Of course, those who consider themselves left leaning have always been worried about injustice. And the privileged middle class within the ranks feel it their duty to educate their ‘comrades’ – and everyone else in-between – on matters that usually don’t include themselves, a sort of extra-curricular charity work if you will. But all too often this well-meaning concern, teamed with frenzied late-night internet searches, seems to lead to the conclusion that the problem lies with some highly sophisticated global Jewish elite. Anti-semitic conspiracy theories are never far from the surface in discussions about Israel, and one of the most common tropes is that all encompassing term ‘the corporate media’.
The corporate media is blamed for many things: Jeremy Corbyn’s defeat, bias, lies, wielding too much power, impartiality and of course, an apparent reluctance to pick a side (the right side) in the ongoing Israel-Palestine conflict. Any journalist who doesn’t peddle the far left narrative is instantly distrusted and accused of being briefed by some unknown ‘powerful lobby’.

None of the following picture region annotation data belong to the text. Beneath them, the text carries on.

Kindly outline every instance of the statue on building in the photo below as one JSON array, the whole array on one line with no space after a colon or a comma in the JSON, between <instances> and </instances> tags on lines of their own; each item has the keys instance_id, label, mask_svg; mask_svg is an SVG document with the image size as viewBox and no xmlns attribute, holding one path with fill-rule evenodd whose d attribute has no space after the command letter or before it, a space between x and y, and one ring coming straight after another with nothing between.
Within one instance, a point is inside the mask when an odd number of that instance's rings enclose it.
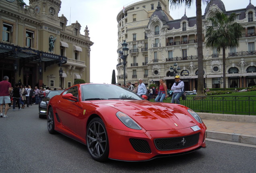
<instances>
[{"instance_id":1,"label":"statue on building","mask_svg":"<svg viewBox=\"0 0 256 173\"><path fill-rule=\"evenodd\" d=\"M244 66L245 65L247 65L247 64L246 63L245 61L244 61L244 58L241 58L241 60L239 62L239 63L238 64L238 65L240 65L240 66L241 69L241 70L242 71L242 72L244 72Z\"/></svg>"},{"instance_id":2,"label":"statue on building","mask_svg":"<svg viewBox=\"0 0 256 173\"><path fill-rule=\"evenodd\" d=\"M85 29L84 31L85 32L85 36L89 36L89 30L88 30L88 27L87 27L87 25L86 25L86 27L85 27Z\"/></svg>"},{"instance_id":3,"label":"statue on building","mask_svg":"<svg viewBox=\"0 0 256 173\"><path fill-rule=\"evenodd\" d=\"M54 42L56 40L56 37L54 38L54 37L51 36L49 38L49 51L53 52L54 48Z\"/></svg>"}]
</instances>

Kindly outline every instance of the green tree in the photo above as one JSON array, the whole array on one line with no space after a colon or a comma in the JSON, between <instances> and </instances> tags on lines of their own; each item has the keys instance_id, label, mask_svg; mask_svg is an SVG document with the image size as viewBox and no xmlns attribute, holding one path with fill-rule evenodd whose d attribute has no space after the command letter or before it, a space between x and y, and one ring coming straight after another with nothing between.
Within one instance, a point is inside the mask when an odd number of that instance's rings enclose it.
<instances>
[{"instance_id":1,"label":"green tree","mask_svg":"<svg viewBox=\"0 0 256 173\"><path fill-rule=\"evenodd\" d=\"M208 3L210 0L169 0L170 6L177 7L185 4L188 8L196 1L196 35L197 36L197 54L198 55L198 80L196 95L204 95L204 69L202 50L202 2Z\"/></svg>"},{"instance_id":2,"label":"green tree","mask_svg":"<svg viewBox=\"0 0 256 173\"><path fill-rule=\"evenodd\" d=\"M223 88L226 89L226 49L239 45L242 26L234 22L236 15L233 13L229 16L223 12L217 12L215 15L207 19L211 22L212 26L206 28L206 45L216 48L218 52L222 50L223 63Z\"/></svg>"},{"instance_id":3,"label":"green tree","mask_svg":"<svg viewBox=\"0 0 256 173\"><path fill-rule=\"evenodd\" d=\"M111 80L111 84L116 84L116 71L115 70L113 70L112 72L112 80Z\"/></svg>"}]
</instances>

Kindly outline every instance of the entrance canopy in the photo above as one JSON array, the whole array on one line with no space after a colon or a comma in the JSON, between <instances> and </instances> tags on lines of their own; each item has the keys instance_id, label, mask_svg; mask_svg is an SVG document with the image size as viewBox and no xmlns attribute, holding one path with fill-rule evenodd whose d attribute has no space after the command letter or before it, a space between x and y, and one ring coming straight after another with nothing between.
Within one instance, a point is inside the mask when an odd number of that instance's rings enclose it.
<instances>
[{"instance_id":1,"label":"entrance canopy","mask_svg":"<svg viewBox=\"0 0 256 173\"><path fill-rule=\"evenodd\" d=\"M31 48L21 47L10 44L0 42L0 60L6 57L13 57L19 60L20 70L28 62L35 61L41 62L44 62L44 71L46 67L54 64L61 65L67 63L67 57L50 53L40 51Z\"/></svg>"}]
</instances>

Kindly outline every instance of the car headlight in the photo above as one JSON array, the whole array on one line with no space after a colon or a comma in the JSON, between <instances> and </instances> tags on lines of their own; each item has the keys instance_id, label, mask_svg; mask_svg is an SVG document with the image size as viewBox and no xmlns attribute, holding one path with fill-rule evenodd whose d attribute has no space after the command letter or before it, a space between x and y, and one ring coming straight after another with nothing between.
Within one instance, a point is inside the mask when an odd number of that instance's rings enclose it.
<instances>
[{"instance_id":1,"label":"car headlight","mask_svg":"<svg viewBox=\"0 0 256 173\"><path fill-rule=\"evenodd\" d=\"M127 115L121 112L118 112L116 115L118 119L127 127L136 130L142 129L134 120Z\"/></svg>"},{"instance_id":2,"label":"car headlight","mask_svg":"<svg viewBox=\"0 0 256 173\"><path fill-rule=\"evenodd\" d=\"M40 103L40 105L41 106L45 107L47 106L47 105L46 105L46 102L44 101L42 101Z\"/></svg>"},{"instance_id":3,"label":"car headlight","mask_svg":"<svg viewBox=\"0 0 256 173\"><path fill-rule=\"evenodd\" d=\"M190 115L192 115L198 123L202 123L202 121L201 119L201 118L200 118L199 116L197 115L196 112L190 109L188 109L188 113L190 114Z\"/></svg>"}]
</instances>

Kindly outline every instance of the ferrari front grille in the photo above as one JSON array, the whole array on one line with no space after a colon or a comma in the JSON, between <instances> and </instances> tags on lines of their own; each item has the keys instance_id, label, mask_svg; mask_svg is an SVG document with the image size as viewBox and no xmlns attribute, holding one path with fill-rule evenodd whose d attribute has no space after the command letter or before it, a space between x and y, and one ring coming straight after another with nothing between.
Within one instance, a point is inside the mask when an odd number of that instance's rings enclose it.
<instances>
[{"instance_id":1,"label":"ferrari front grille","mask_svg":"<svg viewBox=\"0 0 256 173\"><path fill-rule=\"evenodd\" d=\"M136 151L147 153L151 153L151 149L147 141L134 138L130 138L129 140L133 149Z\"/></svg>"},{"instance_id":2,"label":"ferrari front grille","mask_svg":"<svg viewBox=\"0 0 256 173\"><path fill-rule=\"evenodd\" d=\"M173 150L188 148L198 143L199 133L190 136L169 138L156 139L155 145L160 151Z\"/></svg>"}]
</instances>

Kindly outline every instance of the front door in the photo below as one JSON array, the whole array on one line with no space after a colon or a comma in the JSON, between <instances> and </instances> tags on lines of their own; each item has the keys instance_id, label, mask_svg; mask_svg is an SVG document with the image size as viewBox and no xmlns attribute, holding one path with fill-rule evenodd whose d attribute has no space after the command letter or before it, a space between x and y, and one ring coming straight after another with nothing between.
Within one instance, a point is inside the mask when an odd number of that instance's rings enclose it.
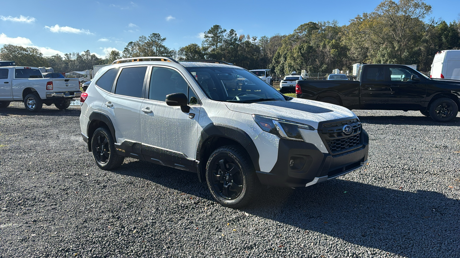
<instances>
[{"instance_id":1,"label":"front door","mask_svg":"<svg viewBox=\"0 0 460 258\"><path fill-rule=\"evenodd\" d=\"M399 108L421 107L426 95L425 79L414 71L403 67L389 67L386 80L389 82L388 106ZM416 75L420 81L413 81ZM420 78L422 77L422 78Z\"/></svg>"},{"instance_id":2,"label":"front door","mask_svg":"<svg viewBox=\"0 0 460 258\"><path fill-rule=\"evenodd\" d=\"M140 112L143 155L151 162L193 170L201 108L196 95L182 74L170 67L153 67L148 89ZM188 96L189 112L167 105L166 95L177 93Z\"/></svg>"},{"instance_id":3,"label":"front door","mask_svg":"<svg viewBox=\"0 0 460 258\"><path fill-rule=\"evenodd\" d=\"M9 68L0 68L0 101L9 100L12 98L11 83L10 82Z\"/></svg>"},{"instance_id":4,"label":"front door","mask_svg":"<svg viewBox=\"0 0 460 258\"><path fill-rule=\"evenodd\" d=\"M360 102L364 108L384 107L388 101L388 87L385 80L383 66L365 67L362 71Z\"/></svg>"}]
</instances>

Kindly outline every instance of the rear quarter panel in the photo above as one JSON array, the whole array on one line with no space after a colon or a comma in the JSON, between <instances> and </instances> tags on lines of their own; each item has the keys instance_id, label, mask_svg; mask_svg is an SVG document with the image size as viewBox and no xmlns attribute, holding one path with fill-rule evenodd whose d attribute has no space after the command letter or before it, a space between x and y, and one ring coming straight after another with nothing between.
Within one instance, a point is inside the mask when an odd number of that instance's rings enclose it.
<instances>
[{"instance_id":1,"label":"rear quarter panel","mask_svg":"<svg viewBox=\"0 0 460 258\"><path fill-rule=\"evenodd\" d=\"M359 105L359 81L304 80L297 83L302 89L302 94L297 97L317 101L322 95L334 93L340 97L344 107Z\"/></svg>"}]
</instances>

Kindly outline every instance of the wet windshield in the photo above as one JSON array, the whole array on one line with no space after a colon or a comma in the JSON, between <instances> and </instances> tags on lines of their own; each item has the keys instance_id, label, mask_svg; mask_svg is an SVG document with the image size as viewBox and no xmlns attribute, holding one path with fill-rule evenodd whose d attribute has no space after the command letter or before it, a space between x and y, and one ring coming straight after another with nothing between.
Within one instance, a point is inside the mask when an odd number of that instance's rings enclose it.
<instances>
[{"instance_id":1,"label":"wet windshield","mask_svg":"<svg viewBox=\"0 0 460 258\"><path fill-rule=\"evenodd\" d=\"M246 70L225 67L186 68L213 100L240 102L286 100L279 91Z\"/></svg>"}]
</instances>

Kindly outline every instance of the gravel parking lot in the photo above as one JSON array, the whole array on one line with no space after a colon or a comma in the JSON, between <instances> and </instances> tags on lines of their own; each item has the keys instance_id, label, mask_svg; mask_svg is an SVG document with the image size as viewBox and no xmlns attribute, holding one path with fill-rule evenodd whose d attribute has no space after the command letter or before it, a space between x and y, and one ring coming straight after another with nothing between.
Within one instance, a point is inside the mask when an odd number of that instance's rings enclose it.
<instances>
[{"instance_id":1,"label":"gravel parking lot","mask_svg":"<svg viewBox=\"0 0 460 258\"><path fill-rule=\"evenodd\" d=\"M99 169L78 106L12 103L0 109L0 257L460 257L460 117L355 112L367 166L236 210L190 172L130 158Z\"/></svg>"}]
</instances>

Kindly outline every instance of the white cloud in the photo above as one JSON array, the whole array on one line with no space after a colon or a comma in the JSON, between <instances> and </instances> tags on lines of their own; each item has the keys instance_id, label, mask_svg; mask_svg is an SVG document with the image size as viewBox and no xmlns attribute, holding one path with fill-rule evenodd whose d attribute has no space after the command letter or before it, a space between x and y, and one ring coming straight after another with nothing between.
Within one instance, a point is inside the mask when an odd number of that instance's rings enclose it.
<instances>
[{"instance_id":1,"label":"white cloud","mask_svg":"<svg viewBox=\"0 0 460 258\"><path fill-rule=\"evenodd\" d=\"M25 22L26 23L30 23L35 22L35 18L33 17L28 16L20 16L18 17L13 17L12 16L5 17L3 15L0 16L0 19L4 21L10 21L11 22Z\"/></svg>"},{"instance_id":2,"label":"white cloud","mask_svg":"<svg viewBox=\"0 0 460 258\"><path fill-rule=\"evenodd\" d=\"M45 26L45 28L49 29L51 32L55 33L63 32L64 33L75 33L76 34L81 34L82 33L87 34L93 34L87 29L75 28L69 26L61 27L58 24L56 24L54 26L51 26L51 27Z\"/></svg>"},{"instance_id":3,"label":"white cloud","mask_svg":"<svg viewBox=\"0 0 460 258\"><path fill-rule=\"evenodd\" d=\"M43 56L54 56L56 54L60 55L61 56L64 55L64 53L62 52L52 48L34 45L32 44L30 39L27 38L23 38L22 37L10 38L4 33L0 34L0 45L2 45L6 44L20 45L24 47L31 47L38 48L41 52L41 53L43 54Z\"/></svg>"}]
</instances>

No moderate minded individual looks at needless death and feels indifferent. But at the same time, no rational person wants to get involved in a discussion about Gaza because the subject is so dripping in febrile anger. You shouldn’t have to weigh in on a debate you know nothing about to prove just what a good person you are – in fact, it is probably wiser not to. But leftists don’t appear to feel that compunction when it comes to Israel, and their voices tend to be louder than those of the better informed. As a result all the adults have left the room and the infantile dictate the direction of discourse.
While Palestine dominates the headlines, atrocities are being committed against Muslims across the world. China has transformed Xinjiang into an ‘open air prison’ for Uighurs. In Iran, a man was recently beheaded by his own family for being gay, and the regime regularly abuses the human rights of its own citizens. Time and time again it seems that some Muslim lives matter than others, and it just so happens that the ones that matter most live adjacent to Jews.
Then there’s the issue of being stateless. Currently 138 UN members recognise the state of Palestine, but some, including The United States, do not. That Palestinians have a right to self determination is one of the more coherent arguments on the subject. And yet, I’m not sure I’ve ever heard anyone talk about the other many millions around the globe that are estimated to be living stateless. Never in my life have I come across a left leaning activist discussing the 1.9 million stateless Indians in Assam. Could it be because, again, it doesn’t involve a conversation about Jews?
All of this leads me to believe that Palestinians are being used as a political football by the far left in this country. Moreover, cancelling the state of Israel has become a socially acceptable form of anti-Semitism. There’s nothing wrong with showing concern for people suffering, but when it verges on obsession – as it often does with the apparent iniquities of the only democracy in the Middle east – it’s unhealthy.
Peace in the region is long overdue, but it certainly won’t be solved by social media warriors in the UK. There are two Palestines’, one imaginary and the other real. I worry that increasingly, the two have become inseparable from one-another, fused together in a toxic alloy of legitimate struggle and anti-Jewish fervour.